Real-time multichannel deep speech enhancement in hearing aids: Comparing monaural and binaural processing in complex acoustic scenarios

2405.01967

Published 5/6/2024 by Nils L. Westhausen, Hendrik Kayser, Theresa Jansen, Bernd T. Meyer

🤿

Abstract

Deep learning has the potential to enhance speech signals and increase their intelligibility for users of hearing aids. Deep models suited for real-world application should feature a low computational complexity and low processing delay of only a few milliseconds. In this paper, we explore deep speech enhancement that matches these requirements and contrast monaural and binaural processing algorithms in two complex acoustic scenes. Both algorithms are evaluated with objective metrics and in experiments with hearing-impaired listeners performing a speech-in-noise test. Results are compared to two traditional enhancement strategies, i.e., adaptive differential microphone processing and binaural beamforming. While in diffuse noise, all algorithms perform similarly, the binaural deep learning approach performs best in the presence of spatial interferers. Through a post-analysis, this can be attributed to improvements at low SNRs and to precise spatial filtering.
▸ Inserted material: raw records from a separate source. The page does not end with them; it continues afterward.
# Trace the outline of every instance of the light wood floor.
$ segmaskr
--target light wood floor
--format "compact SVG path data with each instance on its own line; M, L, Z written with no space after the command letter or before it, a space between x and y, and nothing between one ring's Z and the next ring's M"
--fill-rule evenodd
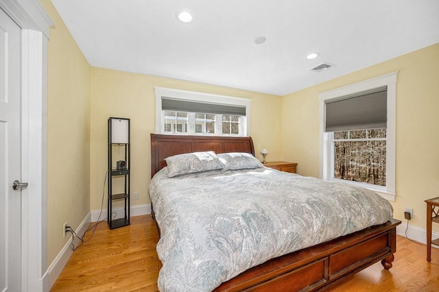
M130 226L112 230L102 222L73 252L51 291L157 291L158 241L151 215L132 217ZM432 249L429 263L425 245L399 236L396 248L390 271L377 263L333 291L439 291L439 250Z

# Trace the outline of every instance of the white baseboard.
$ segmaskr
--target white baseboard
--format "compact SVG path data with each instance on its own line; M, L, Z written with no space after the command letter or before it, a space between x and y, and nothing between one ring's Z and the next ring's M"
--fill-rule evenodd
M100 214L100 217L99 217ZM145 204L143 205L134 205L131 206L130 208L130 217L145 215L147 214L151 214L151 204ZM114 218L123 218L125 215L125 210L123 207L115 208L112 209L112 215ZM91 211L91 221L96 222L98 220L101 221L106 219L107 217L107 209L102 209L101 213L100 210L93 210Z
M91 213L88 212L87 215L85 217L82 222L78 227L75 232L81 237L84 236L84 234L85 231L90 226L90 223L91 218ZM80 243L80 239L75 236L73 238L73 245L76 247ZM58 254L55 260L52 262L47 269L49 273L49 289L50 289L51 287L55 284L55 281L61 273L62 269L67 263L69 258L73 253L73 251L71 249L71 239L69 240L67 243L65 244L61 252Z
M407 236L405 236L405 230L407 230ZM407 237L410 239L413 239L418 243L427 244L427 230L424 228L421 228L417 226L413 226L409 223L408 228L407 228L407 222L402 222L398 226L396 226L396 234L401 236ZM439 233L432 232L432 236L434 239L439 238ZM431 245L434 247L439 248L438 246ZM396 245L396 248L398 245Z

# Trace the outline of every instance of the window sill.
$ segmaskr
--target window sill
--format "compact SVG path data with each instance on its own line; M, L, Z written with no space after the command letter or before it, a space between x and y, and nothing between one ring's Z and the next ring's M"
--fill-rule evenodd
M374 188L373 186L370 186L370 185L364 185L364 184L362 184L362 183L353 182L347 180L340 180L340 179L329 179L329 180L341 182L342 184L349 184L351 186L361 186L363 188L366 188L368 190L375 192L376 193L377 193L384 199L387 199L388 201L394 202L395 197L396 197L396 194L394 194L394 193L386 191L385 190L383 189L384 187L383 186L381 187L378 186L378 187Z

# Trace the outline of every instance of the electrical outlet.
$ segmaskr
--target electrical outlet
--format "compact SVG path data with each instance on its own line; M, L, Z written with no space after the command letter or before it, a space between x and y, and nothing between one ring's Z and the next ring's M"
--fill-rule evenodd
M404 208L404 218L407 219L407 215L405 215L405 212L407 212L410 214L410 218L409 218L409 220L413 218L413 208L409 208L409 207Z

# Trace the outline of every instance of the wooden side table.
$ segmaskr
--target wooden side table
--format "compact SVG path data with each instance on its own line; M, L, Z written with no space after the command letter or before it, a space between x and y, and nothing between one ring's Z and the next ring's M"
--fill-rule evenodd
M289 172L291 173L296 173L296 171L297 170L297 163L294 162L278 161L276 162L267 162L263 165L264 167L270 167L270 169L277 169L281 171Z
M431 240L431 225L439 223L439 197L425 200L427 203L427 261L431 261L431 243L439 245L439 239ZM436 209L437 207L437 209Z

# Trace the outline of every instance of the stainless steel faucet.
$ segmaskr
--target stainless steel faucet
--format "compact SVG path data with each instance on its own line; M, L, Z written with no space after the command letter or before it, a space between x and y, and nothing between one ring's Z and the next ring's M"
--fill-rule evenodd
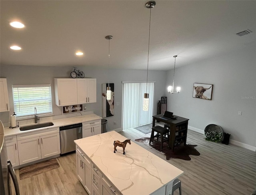
M37 123L37 121L39 120L39 117L37 115L36 108L35 107L35 123Z

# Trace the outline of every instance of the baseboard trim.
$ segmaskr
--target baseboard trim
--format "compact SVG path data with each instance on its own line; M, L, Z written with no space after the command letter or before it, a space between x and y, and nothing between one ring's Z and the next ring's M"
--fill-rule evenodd
M119 128L118 129L113 129L110 131L114 131L116 132L120 132L123 130L123 129L122 128Z
M194 131L199 133L200 133L204 134L204 130L202 130L199 129L197 129L196 128L193 127L191 127L191 126L188 126L188 129L189 129L191 130L192 131ZM242 143L241 142L240 142L239 141L233 140L232 139L230 139L229 140L229 143L230 143L234 144L234 145L237 145L238 146L240 146L240 147L243 147L244 148L246 148L246 149L248 149L250 150L252 150L252 151L256 151L256 147L252 146L252 145L250 145L248 144L246 144L245 143Z
M193 127L191 127L191 126L188 126L188 129L190 130L192 130L194 131L197 132L198 133L200 133L204 134L204 130L200 129L197 129L196 128Z
M250 145L248 144L246 144L245 143L239 142L239 141L233 140L232 139L230 139L230 140L229 143L234 145L238 145L244 148L246 148L246 149L248 149L250 150L256 151L256 147L254 147L252 145Z

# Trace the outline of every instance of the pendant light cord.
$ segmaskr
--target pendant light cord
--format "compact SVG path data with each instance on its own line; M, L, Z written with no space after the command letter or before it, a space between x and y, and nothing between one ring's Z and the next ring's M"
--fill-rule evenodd
M110 39L108 40L108 87L109 87L109 59L110 55Z
M174 85L174 74L175 74L175 64L176 64L176 57L175 57L174 60L174 69L173 70L173 81L172 82L172 91L173 92L173 88Z
M148 68L147 69L147 85L146 86L146 92L148 92L148 60L149 58L149 44L150 40L150 23L151 22L151 8L149 16L149 33L148 33Z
Create account to get full access

Overview

Deep learning has the potential to enhance speech signals and increase their intelligibility for users of hearing aids.
Deep models suited for real-world application should feature low computational complexity and low processing delay of only a few milliseconds.
This paper explores deep speech enhancement that matches these requirements and contrasts monaural and binaural processing algorithms in two complex acoustic scenes.

Plain English Explanation

Deep learning, a type of artificial intelligence, could help improve the quality of speech signals for people who use hearing aids. To be useful in the real world, these deep learning models need to be able to do this processing quickly and efficiently, with low delays of just a few milliseconds.

This research paper looks at two different deep learning approaches to enhancing speech - one that uses information from just one microphone (monaural) and one that uses information from two microphones (binaural). They tested these approaches in two complex listening environments to see how well they work.

Technical Explanation

The researchers evaluated the monaural and binaural deep learning algorithms for speech enhancement using objective metrics and experiments with hearing-impaired listeners. They compared the performance of these deep learning approaches to two traditional enhancement strategies: adaptive differential microphone processing and binaural beamforming.

In environments with diffuse noise, all the algorithms performed similarly. However, the binaural deep learning approach outperformed the others when there were competing sounds coming from specific spatial locations (spatial interferers). A further analysis showed this was due to the binaural model's ability to precisely filter out the unwanted sounds and improve intelligibility, especially in low signal-to-noise ratio conditions.

Critical Analysis

The paper demonstrates the potential of deep learning techniques to enhance speech signals for hearing aid users in challenging real-world environments. However, it's important to note that the research was conducted in simulated acoustic scenes, and further testing would be needed to validate the performance in actual usage scenarios.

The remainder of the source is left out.